Sincar bölgesinden olan yedi çocuk annesi 31 yaşındaki Fehime, Şubat 2016'da IŞİD esaretinden kaçtı. Fakat iki kızı, 12 yaşındaki Nadya ve üç yaşındaki Nurin, Fehime'nin üç kız kardeşi, babası, erkek kardeşi ve dört yeğeni ile birlikte hala IŞİD'in elinde.
Fehime, kaçırılmadan önce kızı Nadya'nın nasıl korku içinde yaşadığını Uluslararası Af Örgütü'ne anlattı: "Nadya IŞİD'in kızları kaçırdığını biliyordu, bana defalarca "anne eğer beni alırlarsa kendimi öldürürüm" demişti."
Uluslararası Af Örgütü'ne konuşan hayatta kalanlar, ciddi depresyon ve öfke gibi nöbetleri geçirdiğini ve pek çoğu intihara meyilli olduğunu söyledi. Bazıları esaret sırasında veya kaçmalarının ardından intihara teşebbüs etmiş.
Sincar'ın batısındaki Tel Kasap köyünden olan altı çocuk annesi Şirin, 3 Ağustos 2014'te yaşları beş ile 11 arasında değişen beş çocuğuyla birlikte Solak'ta kaçırıldı. 13 yaşındaki kızı ise IŞİD esaretinden kaçtıktan sonra intihar etti.
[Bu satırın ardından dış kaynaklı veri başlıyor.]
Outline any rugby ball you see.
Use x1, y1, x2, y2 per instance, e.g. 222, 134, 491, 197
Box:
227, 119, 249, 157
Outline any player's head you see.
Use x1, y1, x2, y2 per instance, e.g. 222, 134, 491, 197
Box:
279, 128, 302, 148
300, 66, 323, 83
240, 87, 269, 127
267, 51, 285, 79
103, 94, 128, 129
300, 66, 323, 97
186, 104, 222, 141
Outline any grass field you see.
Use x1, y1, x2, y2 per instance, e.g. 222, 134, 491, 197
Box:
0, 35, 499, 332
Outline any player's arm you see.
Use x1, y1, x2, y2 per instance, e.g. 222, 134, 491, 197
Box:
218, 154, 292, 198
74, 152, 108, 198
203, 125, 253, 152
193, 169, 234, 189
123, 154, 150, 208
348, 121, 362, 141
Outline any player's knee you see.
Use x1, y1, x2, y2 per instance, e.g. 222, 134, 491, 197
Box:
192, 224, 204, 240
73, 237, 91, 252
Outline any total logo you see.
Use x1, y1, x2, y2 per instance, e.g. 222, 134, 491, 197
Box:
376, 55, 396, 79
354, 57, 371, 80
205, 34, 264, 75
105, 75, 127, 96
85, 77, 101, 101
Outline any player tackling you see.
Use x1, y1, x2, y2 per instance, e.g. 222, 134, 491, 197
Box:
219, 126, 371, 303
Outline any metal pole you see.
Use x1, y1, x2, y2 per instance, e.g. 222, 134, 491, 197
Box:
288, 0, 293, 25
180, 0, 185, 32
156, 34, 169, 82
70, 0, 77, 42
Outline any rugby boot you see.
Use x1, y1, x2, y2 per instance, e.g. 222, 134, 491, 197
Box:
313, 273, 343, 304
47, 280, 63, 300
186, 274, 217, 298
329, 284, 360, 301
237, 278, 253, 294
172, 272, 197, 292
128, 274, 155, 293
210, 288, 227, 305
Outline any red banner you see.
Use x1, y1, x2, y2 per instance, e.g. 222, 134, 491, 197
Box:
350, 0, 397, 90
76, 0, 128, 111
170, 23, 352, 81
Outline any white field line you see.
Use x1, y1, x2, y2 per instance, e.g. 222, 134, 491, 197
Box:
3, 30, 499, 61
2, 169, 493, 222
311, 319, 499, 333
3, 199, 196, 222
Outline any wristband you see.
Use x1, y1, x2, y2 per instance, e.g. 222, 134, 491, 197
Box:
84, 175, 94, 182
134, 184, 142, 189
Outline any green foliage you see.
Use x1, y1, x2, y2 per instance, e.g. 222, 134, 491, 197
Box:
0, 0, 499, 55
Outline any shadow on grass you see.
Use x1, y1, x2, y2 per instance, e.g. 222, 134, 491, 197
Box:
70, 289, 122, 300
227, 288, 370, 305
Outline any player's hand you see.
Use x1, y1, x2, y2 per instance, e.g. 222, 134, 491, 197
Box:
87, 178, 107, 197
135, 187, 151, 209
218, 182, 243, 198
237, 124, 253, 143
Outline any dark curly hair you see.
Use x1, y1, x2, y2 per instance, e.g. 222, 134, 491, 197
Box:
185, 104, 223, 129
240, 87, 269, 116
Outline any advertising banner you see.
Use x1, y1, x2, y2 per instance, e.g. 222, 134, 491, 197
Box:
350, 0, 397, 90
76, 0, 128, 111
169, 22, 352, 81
Şirin, "Tüm uluslardan IŞİD savaşçıları vardı. Avrupalı ve Arap, hatta Kürtleri bile gördüm… En büyük oğlumu (10) ve iki kızım Nermin (11) ile Seveh'i (17) de aldılar. Seveh bebeğiyle birlikte alındı" dedi.
Şirin'in Uluslararası Af Örgütü'ne konuşan kızı Seveh, Kasım 2015'te ailesine geri ‘satılana' kadar, Irak ve Suriye'deki altı farklı savaşçıya götürüldüğünü söyledi. Esaret sırasında defalarca tecavüze ve saldırıya uğradı ve kendisini kaçıran kişinin üç aylık bebeğini de dövdüğünü, periyodik olarak aç bıraktığını söyledi. Üç kez intihara teşebbüs etti, fakat kaçırılan diğer kişiler kendisine engel oldu.
Seveh yaşadığı acıların sonucu olarak ciddi fiziksel ve psikolojik acılar çekmeye devam ediyor ve kaçırılmasından sonra intihar eden kız kardeşi ile kayıp akrabalarının akıbeti nedeniyle endişeli.
Kardeşi Nermin esaret sırasında yaşadıkları nedeniyle perişan haldeydi ve Duhok vilayetinin Zaho kentinde yaşadıkları, yerlerinden edilmiş insanlar için kurulan bir kampta kendisini bir kabine kilitledikten sonra vücudunu ateşe verdi. Nermin hastaneye yetiştirildi fakat üç gün sonra hayatını kaybetti.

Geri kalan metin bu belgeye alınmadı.